Unlike the PGA Tour, where the prevailing opinion is that only a small group might have the experience and savvy to win a major, there is no shortage of possible winners this week. Forty-eight of the top 50 money winners on the Champions Tour are on hand. There are also 23 players who have won a total of 41 major championships, including Tom Watson (8), Hale Irwin and Nick Price (3), Ben Crenshaw, Bernhard Langer, Sandy Lyle, Greg Norman, O’Meara, Fuzzy Zoeller and Dave Stockton (two apiece).
Dale Douglass, who won a U.S. Senior Open in 1986, is the oldest player at 73. Several of the Champions Tour’s youngest players – those who recently celebrated their 50th birthdays – are considered top contenders.
O’Meara, Cook, Norman, Champions Tour money leader Langer, Loren Roberts and rookies Tom Lehman and Bob Tway – playing in his first tournament since turning 50 on May 4 – all were competitive on the regular tour and have carried it over or are expected to on the senior circuit.
Norman, of course, made a stirring run at the British Open a year ago before finishing in a tie for third. He also was fourth at the U.S. Senior Open, tied for fifth at the Senior British Open and tied for sixth at the Senior PGA at Oak Hill. Those close calls have fueled his desire to capture his first official tour victory of any kind since 1997.

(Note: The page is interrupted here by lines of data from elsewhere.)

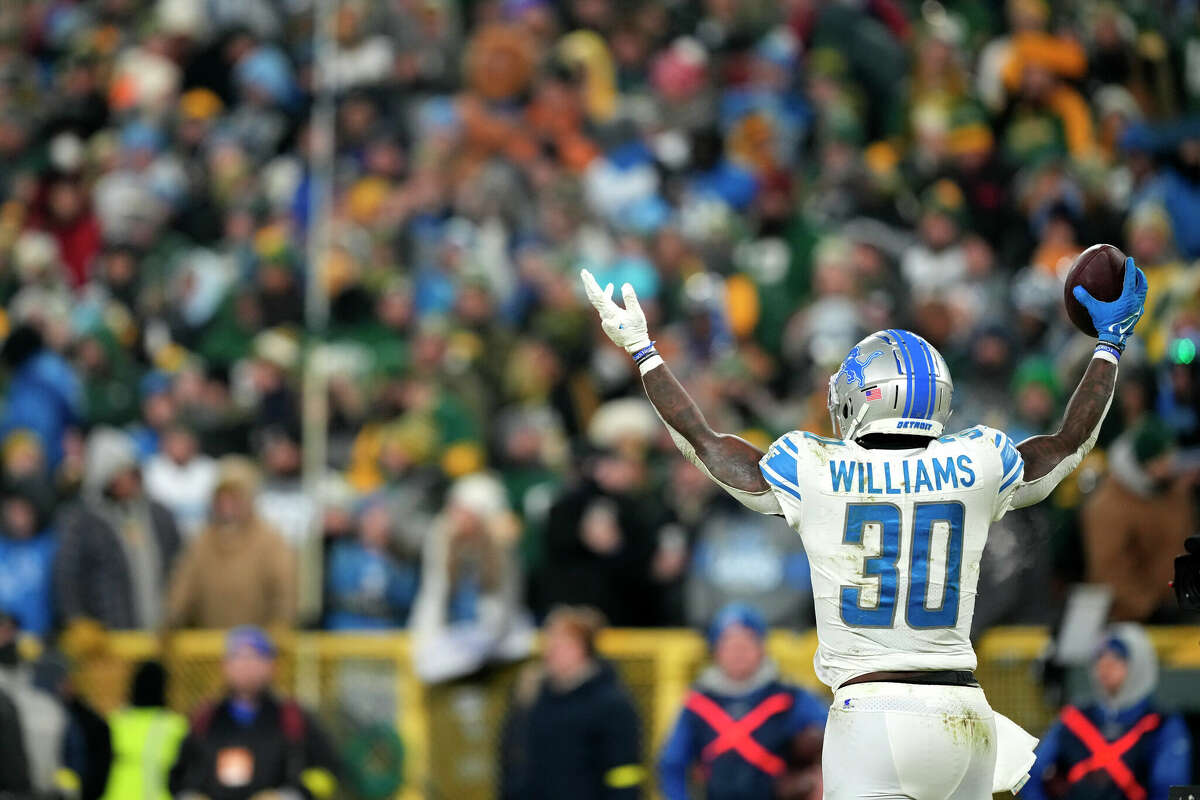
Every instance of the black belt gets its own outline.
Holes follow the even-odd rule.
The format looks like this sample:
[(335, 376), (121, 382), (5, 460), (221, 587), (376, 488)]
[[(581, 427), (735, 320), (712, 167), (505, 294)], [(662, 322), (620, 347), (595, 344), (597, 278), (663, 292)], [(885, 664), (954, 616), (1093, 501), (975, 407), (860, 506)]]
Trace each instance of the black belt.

“Any time you’re in contention, you get excited about playing,” said Norman, whose son Gregory will caddie for him while wife Chris Evert watches behind the ropes. “You get on that bike and start riding it and feeling the energy … that’s what we play for. When you get it, it feels great – even at this late stage in your life.”
Tway edged Norman by holing a bunker shot on the 72nd hole of the 1986 PGA Championship at Inverness Club in Toledo. Now he’s making his major championship debut on the Champions Tour.
He laughed when asked if rookies are hazed. But he did concede that playing in his first senior event last week at the Regions Charity Classic was almost like turning back the clock 30 years.
“It was a different feeling. It felt kind of weird to tell you the truth,” he said. “It felt strange. I don’t know if it felt like I was just starting (out again) or what, but it was different.”